4. Melakukan uji hipotesis dengan memfokuskan setiap variabel yang diteliti dan pada saat yang
sama memperhatikan faktor lain yang diasumsikan.

Membentuk Model Ekonomi

Teori ekonomi yang telah tersusun menjadi dasar pembentukan model ekonomi. Model ekonomi itu
dapat berupa diagram maupun matematis.

Contohnya : Diagram Siklus Ekonomi.

Mempertimbangkan Hukum Ekonomi

Hukum Ekonomi adalah hubungan antara peristiwa-peristiwa ekonomi. Hubungan ekonomi tersebut
dapat dibedakan menjadi 2, yaitu:

Hubungan sebab akibat merupakan suatu hubungan dimana suatu peristiwa menyebabkan terjadinya
peristiwa lainnya, namun kejadian ini tidak dapat berlaku sebaliknya.

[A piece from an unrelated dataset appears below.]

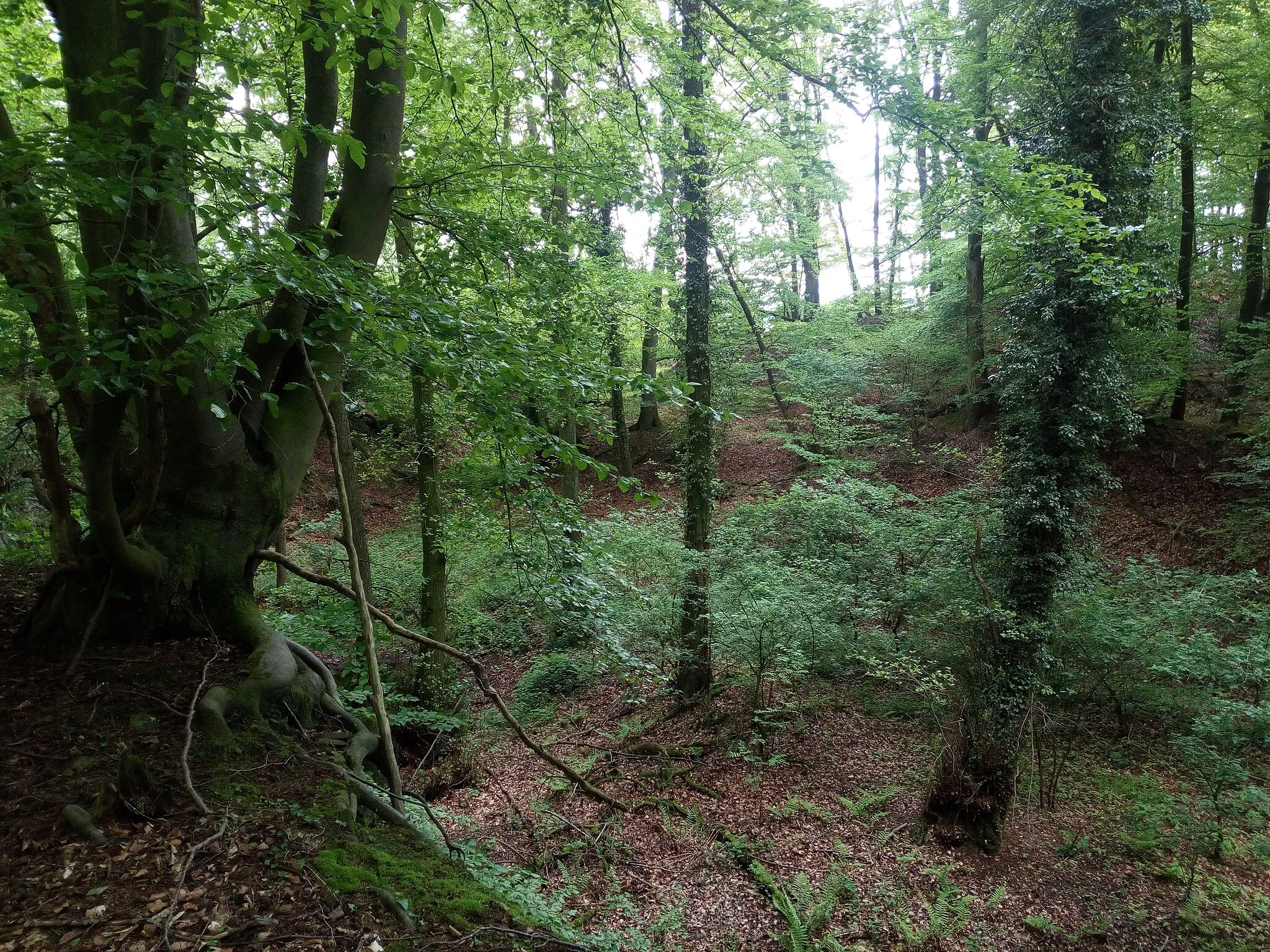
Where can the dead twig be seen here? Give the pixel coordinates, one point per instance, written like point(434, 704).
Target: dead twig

Contohnya : ketika harga BBM naik maka akan menyebabkan harga-harga lainnya pun naik.

Hubungan fungsional merupakan suatu hubungan yang saling berpengaruh.

Contohnya : hukum permintaan dan hukum penawaran.


Analisa Ilmu Ekonomi (Metode Deduktif dan metode Induktif)

Dua metode analisa dalam ilmu ekonomi : metode Deduktif dan metode Induktif.

Metode deduktif: menarik suatu kesimpulan dari hal-hal yang bersifat umum menjadi hal-hal yang
bersifat khusus. Contoh : Besar kecilnya suatu permintaan tergantung dari besar kecilnya pendapatan,
tingkat harga dan selera.

Metode induktif atau disebut juga metode empiris : menarik suatu kesimpulan dari hal yang bersifat
khusus menjadi kesimpulan yang bersifat umum. Metode ini didasarkan pada fakta empiris. Contoh :
menarik suatu kesimpulan mengenai seberapa besar pengaruh perubahan permintaan terhadap
perubahan harga, maka diambil data-data periodik. Diperlukan tabel, grafik, ilmu statistik dan
matematik agar lebih mudah mengetahui hasilnya untuk mendapatkan kesimpulan yang relatif valid.

Contoh : D = 5 – 12 P, D = permintaan dan P = harga (Rp). persamaan itu dapat disimpulkan bila
harga naik satu rupiah maka permintaan akan turun senilai 12 rupiah, begitupun sebaliknya. Berkaitan
dengan metode empiris : hubungan antara inflasi dan pengangguran (kurva Phillips) dan hubungan
antara pertumbuhan ekonomi dengan tingkat pengangguran (hukum Okun).